The Federal Reserve Board is giving banks more time to comply with the Volcker rule’s demand that they extricate themselves from investments in hedge funds and private equity funds and wind down speculative positions held on their own behalf, rather than for clients.

On Thursday, its Board of Governors issued an order that gives banks until July 21, 2016 to conform their investments in, and relationships with, covered and foreign funds that were in place prior to Dec. 31, 2013. The Board also announced its intention to grant banks an additional year to bring ownership interests in legacy covered funds into compliance. That extension, to July 21, 2017, will be made official in early 2015.

The Volcker rule prohibits insured depository institutions and any company affiliated with those banks, from engaging in proprietary trading. It also prohibits acquiring or retaining ownership interests in a hedge fund or private equity fund. The rule initially provided banks a grace period until July 21, 2014 to conform to those requirements, but also empoered the Fed’s Board of Governors to extend the deadline for one year at a time, up to three additional years.

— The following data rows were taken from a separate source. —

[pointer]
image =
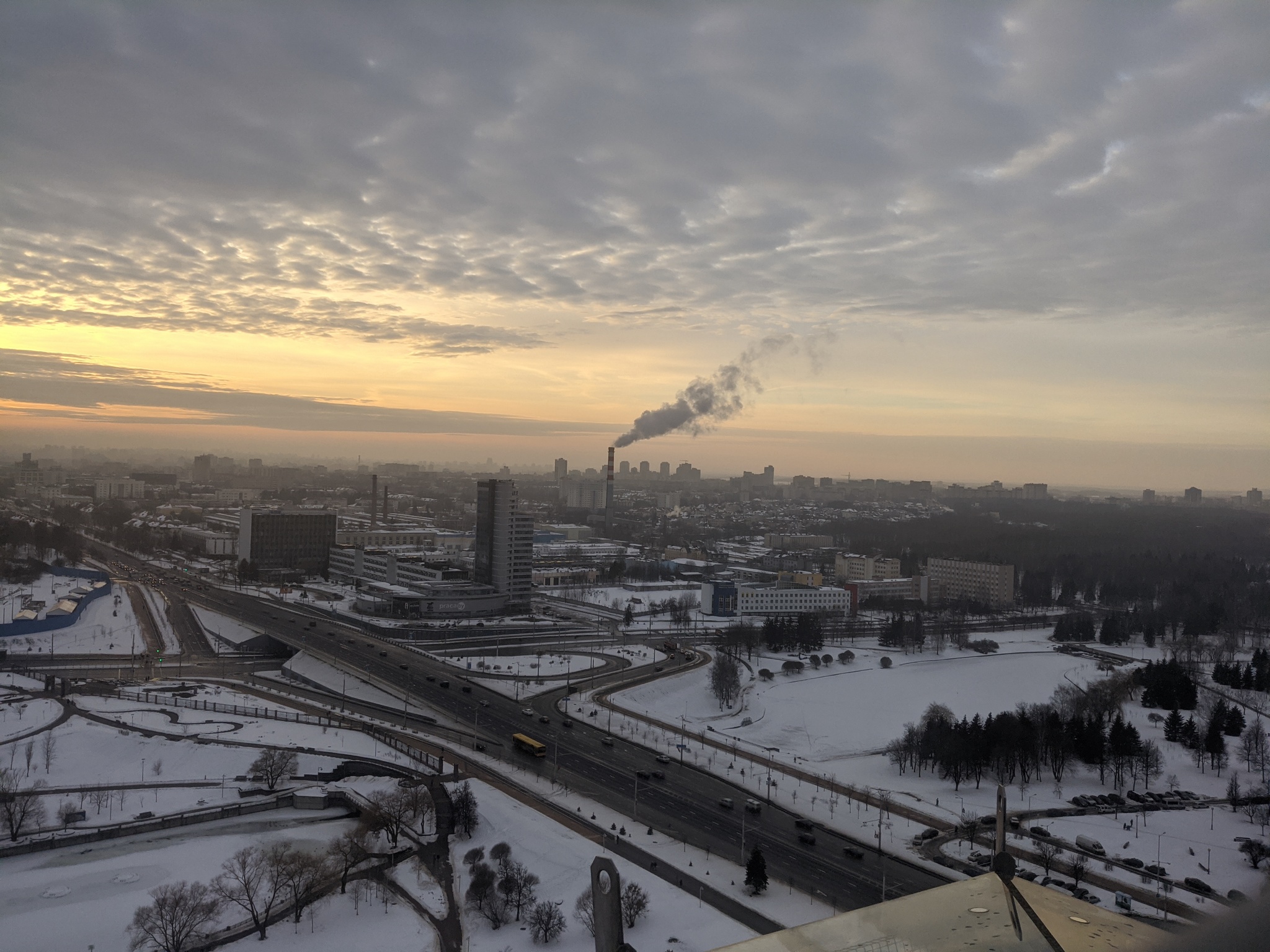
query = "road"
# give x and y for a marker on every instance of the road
(686, 803)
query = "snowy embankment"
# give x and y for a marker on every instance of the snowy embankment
(562, 860)
(159, 612)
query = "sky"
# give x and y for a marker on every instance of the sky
(1019, 242)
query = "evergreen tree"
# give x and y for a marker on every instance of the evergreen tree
(756, 873)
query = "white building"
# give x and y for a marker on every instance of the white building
(120, 489)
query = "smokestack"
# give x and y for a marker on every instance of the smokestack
(609, 498)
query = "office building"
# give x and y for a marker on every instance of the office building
(505, 540)
(953, 580)
(732, 598)
(855, 568)
(120, 489)
(286, 541)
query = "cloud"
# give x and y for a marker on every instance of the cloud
(345, 169)
(70, 387)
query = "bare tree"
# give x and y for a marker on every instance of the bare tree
(305, 875)
(464, 803)
(19, 808)
(724, 678)
(585, 910)
(517, 884)
(275, 764)
(346, 852)
(484, 896)
(251, 880)
(636, 903)
(1048, 851)
(175, 919)
(390, 811)
(1080, 868)
(48, 748)
(99, 799)
(546, 922)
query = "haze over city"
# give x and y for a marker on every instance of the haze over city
(337, 232)
(571, 477)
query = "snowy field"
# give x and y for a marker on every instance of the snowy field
(562, 860)
(75, 897)
(102, 627)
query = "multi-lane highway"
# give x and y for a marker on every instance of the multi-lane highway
(685, 801)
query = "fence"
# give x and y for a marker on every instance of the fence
(432, 762)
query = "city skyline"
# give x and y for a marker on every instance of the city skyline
(1019, 242)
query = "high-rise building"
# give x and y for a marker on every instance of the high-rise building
(505, 541)
(953, 579)
(281, 540)
(202, 474)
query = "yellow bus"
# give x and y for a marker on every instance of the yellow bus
(530, 746)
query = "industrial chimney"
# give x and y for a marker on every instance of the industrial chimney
(609, 496)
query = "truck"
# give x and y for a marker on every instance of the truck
(1090, 845)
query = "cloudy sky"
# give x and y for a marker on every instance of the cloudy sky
(1005, 240)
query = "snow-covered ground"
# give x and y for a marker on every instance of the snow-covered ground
(562, 860)
(159, 612)
(20, 715)
(103, 627)
(75, 897)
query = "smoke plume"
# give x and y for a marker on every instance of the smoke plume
(706, 403)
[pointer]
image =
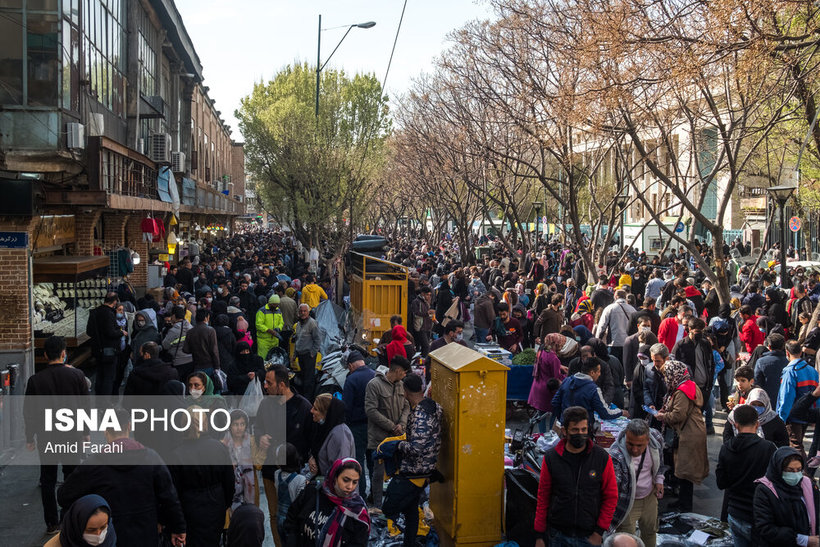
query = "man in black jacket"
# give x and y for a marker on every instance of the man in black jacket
(105, 341)
(149, 377)
(201, 342)
(770, 366)
(577, 489)
(299, 429)
(56, 379)
(742, 461)
(136, 484)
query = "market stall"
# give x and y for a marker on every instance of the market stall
(66, 288)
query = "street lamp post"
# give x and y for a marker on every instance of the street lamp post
(781, 195)
(620, 202)
(319, 65)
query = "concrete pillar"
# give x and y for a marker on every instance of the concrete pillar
(84, 232)
(133, 235)
(114, 230)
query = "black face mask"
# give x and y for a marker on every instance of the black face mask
(577, 440)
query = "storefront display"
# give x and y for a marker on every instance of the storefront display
(66, 288)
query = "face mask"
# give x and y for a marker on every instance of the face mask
(792, 478)
(94, 539)
(577, 440)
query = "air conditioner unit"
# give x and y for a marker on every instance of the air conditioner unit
(96, 125)
(178, 162)
(75, 140)
(161, 148)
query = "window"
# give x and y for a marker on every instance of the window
(11, 58)
(29, 53)
(104, 43)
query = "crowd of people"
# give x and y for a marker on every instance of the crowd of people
(219, 317)
(649, 339)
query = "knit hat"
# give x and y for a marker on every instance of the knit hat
(412, 383)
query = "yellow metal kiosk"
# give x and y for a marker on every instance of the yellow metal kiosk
(471, 390)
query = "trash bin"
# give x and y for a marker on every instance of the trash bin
(471, 390)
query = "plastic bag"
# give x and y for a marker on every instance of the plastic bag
(252, 398)
(221, 380)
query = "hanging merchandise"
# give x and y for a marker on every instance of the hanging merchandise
(172, 243)
(125, 265)
(147, 227)
(153, 231)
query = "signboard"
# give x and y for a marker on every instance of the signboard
(54, 231)
(13, 240)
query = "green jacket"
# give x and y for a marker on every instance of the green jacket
(268, 319)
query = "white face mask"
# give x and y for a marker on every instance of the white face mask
(94, 539)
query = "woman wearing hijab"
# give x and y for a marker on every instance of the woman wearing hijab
(523, 298)
(86, 523)
(332, 439)
(583, 314)
(333, 514)
(205, 488)
(542, 299)
(247, 366)
(244, 455)
(398, 344)
(225, 341)
(142, 330)
(786, 503)
(546, 379)
(771, 427)
(247, 528)
(682, 412)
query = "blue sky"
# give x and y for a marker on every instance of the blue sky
(243, 41)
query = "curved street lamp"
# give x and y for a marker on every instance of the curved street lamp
(781, 195)
(319, 65)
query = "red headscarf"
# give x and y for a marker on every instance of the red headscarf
(352, 506)
(397, 341)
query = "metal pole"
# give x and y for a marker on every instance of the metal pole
(785, 282)
(318, 62)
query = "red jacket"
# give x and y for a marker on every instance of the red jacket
(668, 332)
(596, 467)
(751, 335)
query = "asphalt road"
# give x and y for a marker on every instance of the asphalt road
(21, 520)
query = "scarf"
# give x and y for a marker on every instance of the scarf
(676, 375)
(352, 506)
(396, 345)
(76, 519)
(242, 459)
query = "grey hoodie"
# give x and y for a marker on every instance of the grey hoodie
(175, 340)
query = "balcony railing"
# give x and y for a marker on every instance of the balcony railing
(116, 169)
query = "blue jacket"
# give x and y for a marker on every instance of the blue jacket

The Board already extended compliance deadlines to July 21, 2015.

The Fed previously issued a statement in April 2014 that detailed its intent to grant two additional one-year extensions for banks to split off sponsorships and interests in collateralized loan obligations that are backed by non-loan assets and were in place as of Dec. 31, 2013. The announcement this week extends the compliance deadline into 2017 for other types of legacy covered funds as well.

The extensions, according to the Fed, “will allow banking entities to terminate existing activities and divest existing investments in an orderly manner” and “reduce the potential disruptive effects that significant divestitures of covered funds could have on markets” and on the investments of others not covered by the rule.